Moz Q&A is closed.
After more than 13 years, and tens of thousands of questions, Moz Q&A closed on 12th December 2024. Whilst we’re not completely removing the content - many posts will still be possible to view - we have locked both new posts and new replies. More details here.
Blocking Pages Via Robots, Can Images On Those Pages Be Included In Image Search
-
Hi!
I have pages within my forum where visitors can upload photos. When they upload photos they provide a simple statement about the photo but no real information about the image,definitely not enough for the page to be deemed worthy of being indexed. The industry however is one that really leans on images and having the images in Google Image search is important to us.
The url structure is like such: domain.com/community/photos/~username~/picture111111.aspx
I wish to block the whole folder from Googlebot to prevent these low quality pages from being added to Google's main SERP results.

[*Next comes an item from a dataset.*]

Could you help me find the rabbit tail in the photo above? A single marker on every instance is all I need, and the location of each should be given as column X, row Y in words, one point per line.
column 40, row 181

This would be something like this:
User-agent: googlebot
Disallow: /community/photos/
Can I disallow Googlebot specifically rather than just using User-agent: * which would then allow googlebot-image to pick up the photos? I plan on configuring a way to add meaningful alt attributes and image names to assist in visibility, but the actual act of blocking the pages and getting the images picked up... Is this possible?
Thanks!
Leona
-
Are you seeing the images getting indexed, though? Even if GWT recognize the Robots.txt directives, blocking the pages may essentially keep the images from having any ranking value. Like Matt, I'm not sure this will work in practice.
Another option would be to create an alternate path to just the images, like an HTML sitemap with just links to those images and decent anchor text. The ranking power still wouldn't be great (you'd have a lot of links on this page, most likely), but it would at least kick the crawlers a bit.
-
Thanks Matt for your time and assistance! Leona
-
Hi Leona - what you have done is something along the lines of what I thought would work for you - sorry if I wasn't clear in my original response - I thought you meant if you created a robots.txt and specified Googlebot to be disallowed then Googlebot-image would pick up the photos still and as I said this wouldn't be the case as it Googlebot-image will follow what it set out for Googlebot unless you specify otherwise using the allow directive as I mentioned. Glad it has worked for you - keep us posted on your results.
-
Hi Matt,
Thanks for your feedback!
It is not my belief that Googlebot overwrides googlebot-images otherwise specifying something for a specific bot of Google's wouldn't work, correct?
I setup the following:
User-agent: googlebot
Disallow: /community/photos/
User-agent: googlebot-Image
Allow: /community/photos/
I tested the results in Google Webmaster Tools which indicated:
Googlebot: Blocked by line 26: Disallow: /community/photos/Detected as a directory; specific files may have different restrictions
Googlebot-Image: Allowed by line 29: Allow: /community/photos/Detected as a directory; specific files may have different restrictions
Thanks for your help!
Leona
-
Hi Leona
Googlebot-image and any of the other bots that Google uses follow the rules set out for Googlebot so blocking Googlebot would block your images as it overrides Googlebot-image. I don't think that there is a way around this using the disallow directive as you are blocking the directory which contains your images so they won't be indexed using specific images.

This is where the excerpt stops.